Tres años más tarde, estrenó su segunda película, Días salvajes, una cinta que fracasó en el ámbito internacional y supuso un momento clave en la cultura de Hong Kong. La región acababa de encontrar a su Rebelde sin causa, su historia de hormona y libertad. Gracias al reconocimiento interno, Wong logró la confianza general para llevar a cabo una obra mayor, sin las minucias de los comienzos. Entonces apareció uno de los rasgos principales del cineasta cuando trabaja: la ausencia de guiones. Aunque Wong defiende esto como un hecho anecdótico porque la historia está en su cabeza y el resto del equipo debe explicar y aportar desde su visión, incluidos los intérpretes; lo cierto es que la manía del director de contar con guiones de 20 ó 30 páginas es la herencia del tiempo pasado. En alguna ocasión, Wong ha confesado que su trabajo en películas que tardaban seis días en rodarse lo había preparado para vivir cada filme a diario. El metraje, en resumidas cuentas, se construye cada día y de manera conjunta bajo unas órdenes concretas.

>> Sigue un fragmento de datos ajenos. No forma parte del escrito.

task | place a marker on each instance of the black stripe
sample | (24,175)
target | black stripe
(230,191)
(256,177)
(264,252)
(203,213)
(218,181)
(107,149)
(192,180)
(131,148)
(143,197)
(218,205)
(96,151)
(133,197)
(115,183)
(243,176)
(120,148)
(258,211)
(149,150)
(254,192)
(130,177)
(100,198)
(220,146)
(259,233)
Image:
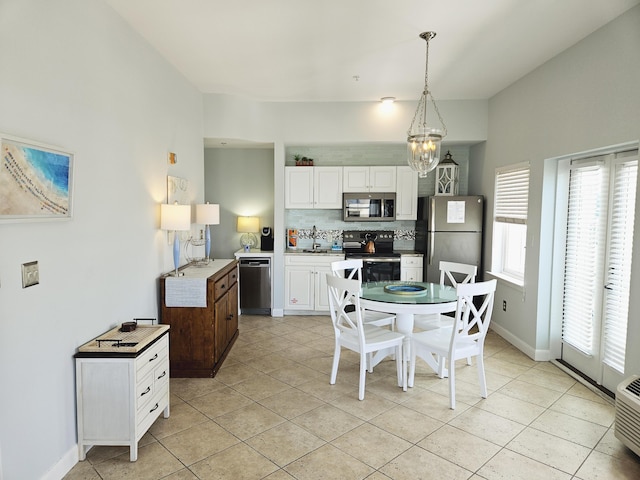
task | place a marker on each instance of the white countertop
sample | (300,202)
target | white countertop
(254,252)
(290,251)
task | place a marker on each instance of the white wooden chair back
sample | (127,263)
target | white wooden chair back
(472,321)
(344,295)
(351,269)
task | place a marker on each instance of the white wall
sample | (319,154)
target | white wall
(76,76)
(585,98)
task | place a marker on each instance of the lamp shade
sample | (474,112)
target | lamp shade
(248,225)
(208,214)
(175,217)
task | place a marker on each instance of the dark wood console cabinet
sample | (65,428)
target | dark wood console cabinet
(201,337)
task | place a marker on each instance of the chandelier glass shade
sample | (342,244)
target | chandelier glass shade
(424,141)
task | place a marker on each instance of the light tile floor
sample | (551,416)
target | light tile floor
(271,413)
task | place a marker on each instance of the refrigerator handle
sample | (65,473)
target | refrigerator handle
(431,247)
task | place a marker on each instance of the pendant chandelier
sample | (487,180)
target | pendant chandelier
(423,141)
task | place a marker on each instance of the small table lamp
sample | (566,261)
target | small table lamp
(248,226)
(207,214)
(174,218)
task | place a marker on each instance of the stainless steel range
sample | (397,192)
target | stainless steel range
(375,248)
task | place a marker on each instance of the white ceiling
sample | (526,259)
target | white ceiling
(361,50)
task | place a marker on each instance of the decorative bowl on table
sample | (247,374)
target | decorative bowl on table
(405,289)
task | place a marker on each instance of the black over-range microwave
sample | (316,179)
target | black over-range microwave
(372,207)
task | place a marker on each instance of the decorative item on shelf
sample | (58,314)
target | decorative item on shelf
(423,141)
(188,252)
(292,238)
(174,218)
(248,226)
(207,214)
(447,176)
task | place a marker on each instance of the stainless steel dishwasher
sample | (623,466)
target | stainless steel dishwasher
(255,285)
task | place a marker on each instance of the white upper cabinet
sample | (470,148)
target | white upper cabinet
(406,194)
(369,179)
(313,187)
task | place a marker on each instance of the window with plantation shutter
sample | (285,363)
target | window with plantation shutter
(510,222)
(619,263)
(597,265)
(586,235)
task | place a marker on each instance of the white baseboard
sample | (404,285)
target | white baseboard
(64,465)
(537,355)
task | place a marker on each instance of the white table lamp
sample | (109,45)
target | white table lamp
(174,218)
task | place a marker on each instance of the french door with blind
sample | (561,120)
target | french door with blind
(597,264)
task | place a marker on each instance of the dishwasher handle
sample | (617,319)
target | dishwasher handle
(255,263)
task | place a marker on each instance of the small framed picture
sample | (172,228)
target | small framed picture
(36,181)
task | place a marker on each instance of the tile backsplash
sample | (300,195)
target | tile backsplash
(329,227)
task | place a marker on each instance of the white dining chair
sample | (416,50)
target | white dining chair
(352,269)
(451,273)
(352,333)
(464,340)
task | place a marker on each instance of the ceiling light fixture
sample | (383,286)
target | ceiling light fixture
(423,141)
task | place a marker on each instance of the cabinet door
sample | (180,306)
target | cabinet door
(320,291)
(298,191)
(299,287)
(232,311)
(406,194)
(221,312)
(382,179)
(327,187)
(355,179)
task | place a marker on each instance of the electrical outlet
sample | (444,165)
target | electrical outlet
(30,274)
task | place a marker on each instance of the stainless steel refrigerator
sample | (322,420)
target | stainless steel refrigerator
(449,228)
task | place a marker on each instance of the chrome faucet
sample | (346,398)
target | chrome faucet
(314,233)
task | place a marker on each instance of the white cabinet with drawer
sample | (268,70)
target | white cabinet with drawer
(369,179)
(121,391)
(411,268)
(313,187)
(406,194)
(305,281)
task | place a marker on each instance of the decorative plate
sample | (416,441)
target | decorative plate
(405,289)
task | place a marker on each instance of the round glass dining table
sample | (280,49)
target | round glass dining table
(405,299)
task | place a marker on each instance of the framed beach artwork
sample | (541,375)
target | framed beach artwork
(35,181)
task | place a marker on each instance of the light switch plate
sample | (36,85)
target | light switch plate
(30,274)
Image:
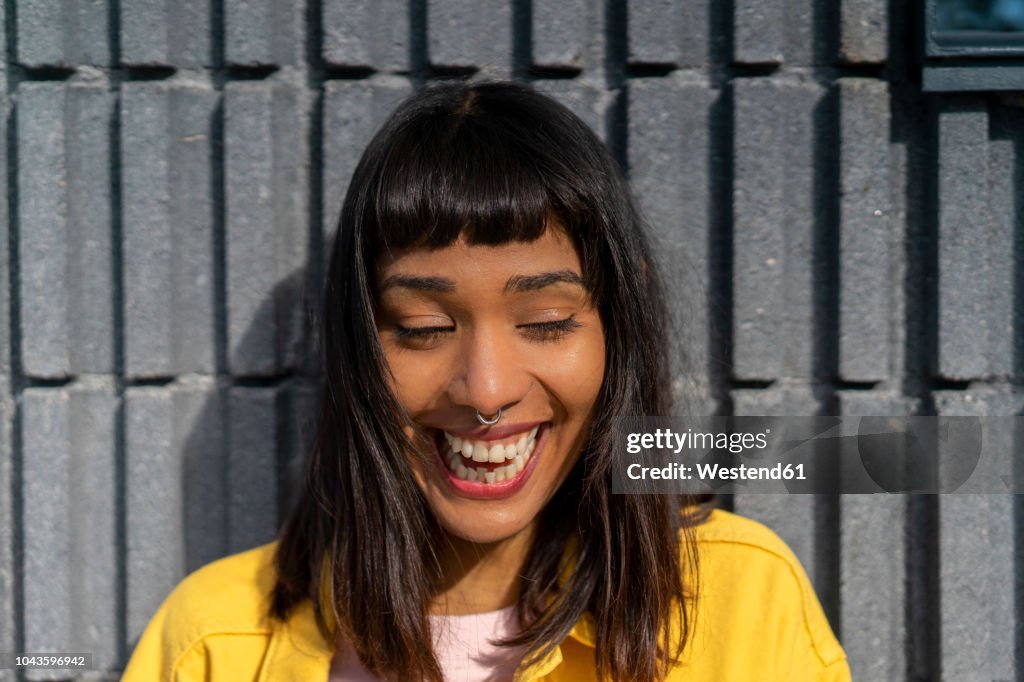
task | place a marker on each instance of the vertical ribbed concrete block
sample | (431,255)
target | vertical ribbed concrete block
(176,520)
(976,261)
(7,568)
(70,557)
(267,226)
(154,498)
(352,113)
(66,280)
(587,99)
(670,138)
(252,467)
(863,31)
(773,230)
(168,239)
(162,33)
(669,32)
(200,435)
(367,34)
(54,33)
(793,516)
(560,32)
(978,627)
(773,31)
(872,572)
(870,252)
(263,32)
(470,33)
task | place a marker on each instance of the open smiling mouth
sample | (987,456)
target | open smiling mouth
(487,467)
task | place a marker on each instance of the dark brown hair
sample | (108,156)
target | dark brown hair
(492,162)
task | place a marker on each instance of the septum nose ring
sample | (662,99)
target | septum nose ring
(488,422)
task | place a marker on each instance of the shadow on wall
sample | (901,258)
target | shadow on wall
(249,432)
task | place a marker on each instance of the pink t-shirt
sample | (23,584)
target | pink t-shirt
(462,644)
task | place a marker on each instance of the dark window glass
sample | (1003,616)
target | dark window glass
(988,15)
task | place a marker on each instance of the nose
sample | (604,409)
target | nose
(492,374)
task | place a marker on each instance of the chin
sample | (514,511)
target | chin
(483,530)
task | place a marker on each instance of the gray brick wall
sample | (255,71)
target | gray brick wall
(836,242)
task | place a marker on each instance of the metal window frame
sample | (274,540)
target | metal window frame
(970,60)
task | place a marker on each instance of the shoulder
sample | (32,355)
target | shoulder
(232,592)
(221,607)
(753,585)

Así, Wong se sumerge en la creación de Las cenizas del tiempo, una película de artes marciales que quiso transmitir valores y profundidad en un género no acostumbrado a ello. La crisis económica y las disputas internas habían prolongado el rodaje de esta cinta, mientras que las energías negativas se apoderaban del director. Wong temía a otro fracaso y perder su posición tan rápido. Por ello, comenzó en paralelo un proyecto en el que sentir el cine como un estudiante de nuevo. Tras terminar las horas de luz trabajando en Las cenizas del tiempo, Wong se echaba a la calle cuando era de noche para grabar con su equipo Chungking Express, una historia que lo tocaba en lo personal. El barrio era un tablero de juego diferente y menos fotográfico, un juego jugoso al que sacar partido. En dos semanas, la película ya era una realidad. En 1994 ambas películas ven la luz y la segunda de ellas pervive como una obra maestra en la memoria colectiva.

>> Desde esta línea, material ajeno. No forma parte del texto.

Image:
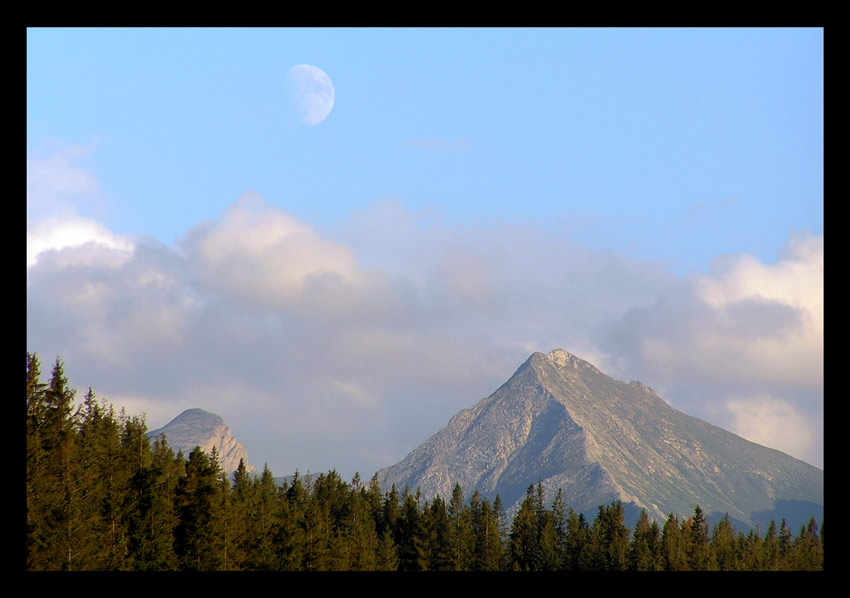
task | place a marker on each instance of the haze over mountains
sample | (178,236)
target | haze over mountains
(560,421)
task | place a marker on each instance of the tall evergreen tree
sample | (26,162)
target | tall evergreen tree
(525,537)
(462,539)
(696,542)
(673,554)
(723,546)
(643,552)
(195,535)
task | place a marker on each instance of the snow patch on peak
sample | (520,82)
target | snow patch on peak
(560,357)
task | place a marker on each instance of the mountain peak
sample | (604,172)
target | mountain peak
(562,422)
(197,427)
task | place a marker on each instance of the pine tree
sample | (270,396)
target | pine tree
(437,552)
(578,541)
(60,533)
(673,554)
(525,538)
(643,552)
(723,546)
(610,538)
(462,539)
(696,543)
(489,549)
(409,534)
(195,535)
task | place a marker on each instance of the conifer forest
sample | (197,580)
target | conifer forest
(101,496)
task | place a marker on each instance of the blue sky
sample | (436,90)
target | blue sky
(455,168)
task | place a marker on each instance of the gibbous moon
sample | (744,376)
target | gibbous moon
(311,93)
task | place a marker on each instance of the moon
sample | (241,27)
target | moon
(311,93)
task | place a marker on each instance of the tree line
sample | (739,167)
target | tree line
(102,496)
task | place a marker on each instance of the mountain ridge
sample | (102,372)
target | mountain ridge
(560,421)
(197,427)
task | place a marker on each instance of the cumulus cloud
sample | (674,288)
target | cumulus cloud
(745,327)
(57,185)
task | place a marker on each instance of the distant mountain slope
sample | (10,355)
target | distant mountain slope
(196,427)
(561,421)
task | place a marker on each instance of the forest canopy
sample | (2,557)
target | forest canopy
(102,496)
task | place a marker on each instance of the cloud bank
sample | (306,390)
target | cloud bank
(348,349)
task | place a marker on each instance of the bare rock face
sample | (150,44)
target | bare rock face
(561,422)
(196,427)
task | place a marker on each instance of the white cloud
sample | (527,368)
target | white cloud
(56,185)
(325,352)
(56,234)
(261,256)
(745,329)
(774,422)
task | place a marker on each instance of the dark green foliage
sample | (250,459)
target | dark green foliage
(101,496)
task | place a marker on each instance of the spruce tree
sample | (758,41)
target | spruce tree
(462,538)
(723,546)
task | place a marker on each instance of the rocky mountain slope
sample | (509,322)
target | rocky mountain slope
(560,421)
(196,427)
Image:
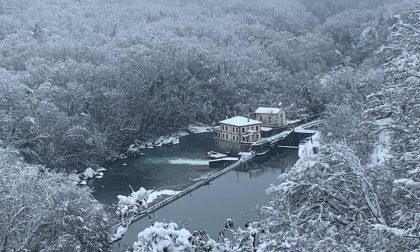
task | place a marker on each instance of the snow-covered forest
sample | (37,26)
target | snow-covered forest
(82,80)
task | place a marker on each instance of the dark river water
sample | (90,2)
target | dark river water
(235,195)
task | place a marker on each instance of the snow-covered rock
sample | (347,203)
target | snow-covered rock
(89,173)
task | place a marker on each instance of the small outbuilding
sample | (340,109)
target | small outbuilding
(271,117)
(237,134)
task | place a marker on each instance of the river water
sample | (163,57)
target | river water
(235,195)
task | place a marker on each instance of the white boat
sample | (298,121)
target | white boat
(214,155)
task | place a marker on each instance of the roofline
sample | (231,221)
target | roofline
(240,125)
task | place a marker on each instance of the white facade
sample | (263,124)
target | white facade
(271,117)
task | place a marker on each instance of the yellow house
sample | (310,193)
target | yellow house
(271,117)
(237,133)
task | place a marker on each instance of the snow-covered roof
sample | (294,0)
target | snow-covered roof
(266,128)
(267,110)
(240,121)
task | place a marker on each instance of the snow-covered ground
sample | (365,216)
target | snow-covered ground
(89,173)
(381,150)
(135,149)
(306,150)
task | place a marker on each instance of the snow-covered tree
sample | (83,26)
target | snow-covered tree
(42,211)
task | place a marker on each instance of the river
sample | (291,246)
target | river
(235,195)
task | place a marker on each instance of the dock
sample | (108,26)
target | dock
(204,181)
(257,149)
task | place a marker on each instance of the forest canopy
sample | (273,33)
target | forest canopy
(82,80)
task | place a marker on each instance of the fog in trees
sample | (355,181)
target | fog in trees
(80,81)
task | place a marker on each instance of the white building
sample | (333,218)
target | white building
(237,133)
(271,117)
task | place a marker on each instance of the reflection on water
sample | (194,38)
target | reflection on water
(235,195)
(177,161)
(161,168)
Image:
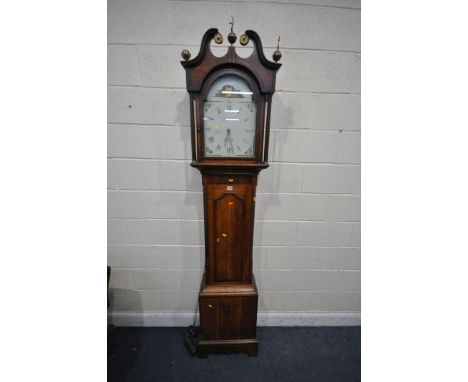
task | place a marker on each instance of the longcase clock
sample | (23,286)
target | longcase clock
(230,104)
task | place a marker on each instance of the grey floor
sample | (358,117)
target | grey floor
(285,354)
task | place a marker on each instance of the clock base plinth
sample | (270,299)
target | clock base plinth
(201,348)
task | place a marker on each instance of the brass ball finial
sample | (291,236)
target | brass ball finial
(218,38)
(185,54)
(244,39)
(232,36)
(277,54)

La adicción de Wong al tabaco se acentúa al comprobar que sus dos películas se mantienen, aunque con mayor éxito aquella que podría parecer improvisada. Quentin Tarantino se emocionó al verla en Estocolmo y comenzó a mover hilos para que el talento de Wong llegase a Estados Unidos. Al otro lado de la operación se encontraba Harvey Weinstein. La quinta película del cineasta cae en el olvido por ser la antecámara de dos de sus obras más celebradas: Happy ending y Deseando amar. Con la primera de ellas, Wong logró la palma al mejor director en el festival de Cannes. Con la segunda, el director se aseguró un lugar permanente en la historia del arte y su inclusión entre las mejores películas de todos los tiempos. Ha reconocido en múltiples ocasiones que, si de él dependiera, seguirían grabando esa película a día de hoy sin interrupciones.

Salvo alguna colaboración o corto puntual, Wong después del cambio de siglo se ha alejado de la masa y ha estrenado tres cintas muy especiales y reconocidas. Destaca 2046, la historia sobre la angustia del cambio futuro en la situación política de Hong Kong y cómo afectará realmente.

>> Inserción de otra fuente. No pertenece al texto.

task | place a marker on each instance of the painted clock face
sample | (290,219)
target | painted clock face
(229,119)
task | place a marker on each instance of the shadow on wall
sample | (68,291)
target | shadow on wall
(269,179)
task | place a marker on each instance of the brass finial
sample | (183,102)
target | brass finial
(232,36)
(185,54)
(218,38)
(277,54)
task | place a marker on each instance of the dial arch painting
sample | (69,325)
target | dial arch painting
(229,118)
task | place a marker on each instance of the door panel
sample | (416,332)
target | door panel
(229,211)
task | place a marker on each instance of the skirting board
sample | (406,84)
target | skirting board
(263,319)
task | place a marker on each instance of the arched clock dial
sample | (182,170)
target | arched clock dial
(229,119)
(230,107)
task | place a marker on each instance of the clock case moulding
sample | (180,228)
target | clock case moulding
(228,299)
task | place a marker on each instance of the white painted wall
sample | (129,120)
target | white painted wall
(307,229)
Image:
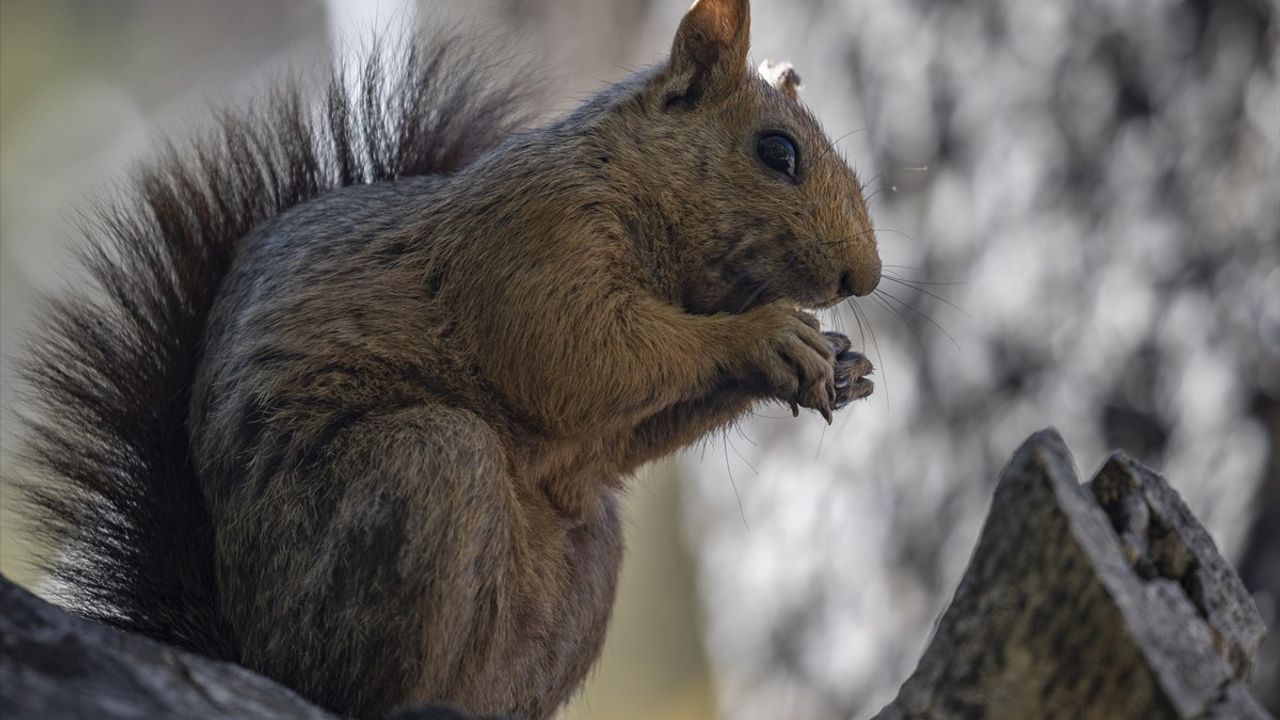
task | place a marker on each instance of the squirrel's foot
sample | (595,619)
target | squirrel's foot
(851,370)
(437,711)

En la última década, Wong ha trabajado principalmente restaurando su obra y alterando el mensaje con relleno o tijeras. Desde 2013 con The Grandmaster, el cineasta guarda silencio. Ha prometido a algunas de sus ideas ver la luz y se ha arriesgado a prometer películas y series. Él siempre responde educado, con un cigarro en la mano, con las perennes gafas de sol para que nada altere el verdadero color de las cosas. Todo ello para completar la letra de aquel bolero de la infancia incompleto que sigue sonando en su cabeza como un hilo musical de ascensor, marcando los días hasta el fin del acuerdo.